7) I said road bike rear tires don't give much in the way of feedback under straightline braking, they also don't modulate. There's no weight to them, they are rigid when inflated, they are mounted rigidly - they don't slide, they breakaway abruptly. The traction curve of a road bike tire is a lot closer to the blue line here
http://1.bp.blogspot.com/-_zjXCT8lH0U/ ... +Graph.jpg than we might get on a mountain bike tire on dirt, which would be a flatter line. Just after the peak on that line, you're locked up. The sharper the peak, the less forgiving the tire.
The disc/pad feel is more important than the tire feel. One of the reasons you bed brakes in is to give them some grit, some feel. With some deposits on the disc, you now have rhythmic feel when braking hard.

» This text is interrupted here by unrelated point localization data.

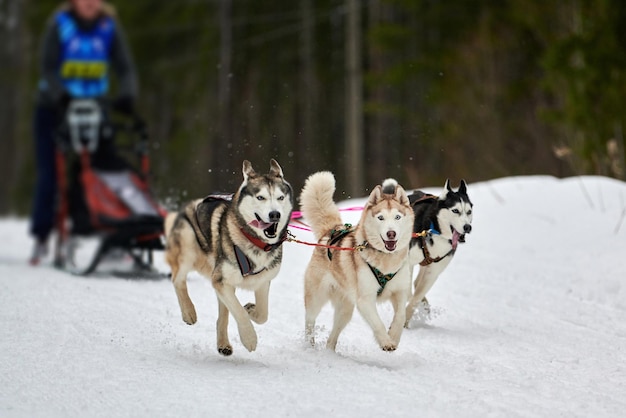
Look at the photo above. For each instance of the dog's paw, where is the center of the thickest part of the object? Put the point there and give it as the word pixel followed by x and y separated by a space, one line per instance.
pixel 248 338
pixel 389 347
pixel 189 316
pixel 226 350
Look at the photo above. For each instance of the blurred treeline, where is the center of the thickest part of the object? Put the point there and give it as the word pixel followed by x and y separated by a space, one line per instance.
pixel 472 89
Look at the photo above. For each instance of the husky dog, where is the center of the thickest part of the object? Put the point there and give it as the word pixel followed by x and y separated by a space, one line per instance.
pixel 372 267
pixel 440 224
pixel 235 240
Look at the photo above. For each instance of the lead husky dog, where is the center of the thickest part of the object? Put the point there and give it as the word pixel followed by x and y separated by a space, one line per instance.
pixel 374 270
pixel 440 224
pixel 237 244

Ok, so there are a lot of variables with rear tire traction given the riders position, surface, gradient, etc. and the brakes are variable. The brake engineer did the best he could getting the leverage right on the brake lever to caliper force. He gave you a set of pads with good initial cold bite that will work for most riders. He told you to install the brakes with this fluid, use this size disc, and put this connector on the hose. The brakes are mounted on a frame that is stiff enough not to adsorb any feedback you might get. If something is out of spec or you're out of that performance range, you're going to have lockup issues or under performance regardless of your technique.
"How often do you lock up your rear wheel?" - whenever I want to, regardless of a brake type I use.

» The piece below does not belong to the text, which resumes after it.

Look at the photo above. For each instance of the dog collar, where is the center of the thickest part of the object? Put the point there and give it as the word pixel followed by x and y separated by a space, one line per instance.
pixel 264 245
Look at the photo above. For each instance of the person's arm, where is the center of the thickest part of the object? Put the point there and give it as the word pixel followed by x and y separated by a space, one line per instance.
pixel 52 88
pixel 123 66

You can be locking up the rear wheel accidentally even with a newborns touch because you've got the wrong rotor size, the wrong friction material, the wrong fluid, your caliper or disc is not sufficiently mounted, your hose is wrong, your rear tire lacks traction, you're not perceiving the right feedback, the reaction of the brake system is too slow, the force input/outputs are non-liner, the caliper is not rigid, the level is not rigid enough, etc. All these sensitivities, are a factors in your ability to brake at the tires limit. Just because you have a gentle touch and measured inputs doesn't mean you're going to be able to prevent lock ups if there's something off with the hardware calibration.
You want to be ABLE to lock up your rear tire so you know you can use all the tires performance, but you don't ever want to lock up your rear tire. You want to be able to use the brakes within a comfortable movement range and input level. You don't want your brakes to be so sensitive to variables that you can't give them consistent inputs. You want feedback from your brakes to know if there's a change in the inputs:output ratio. You want an inputs change to trigger an output change quickly. You don't want excessive braking power or overly grippy brakes to prevent injury.
There's no difference in user friendly brakes and high performance brakes.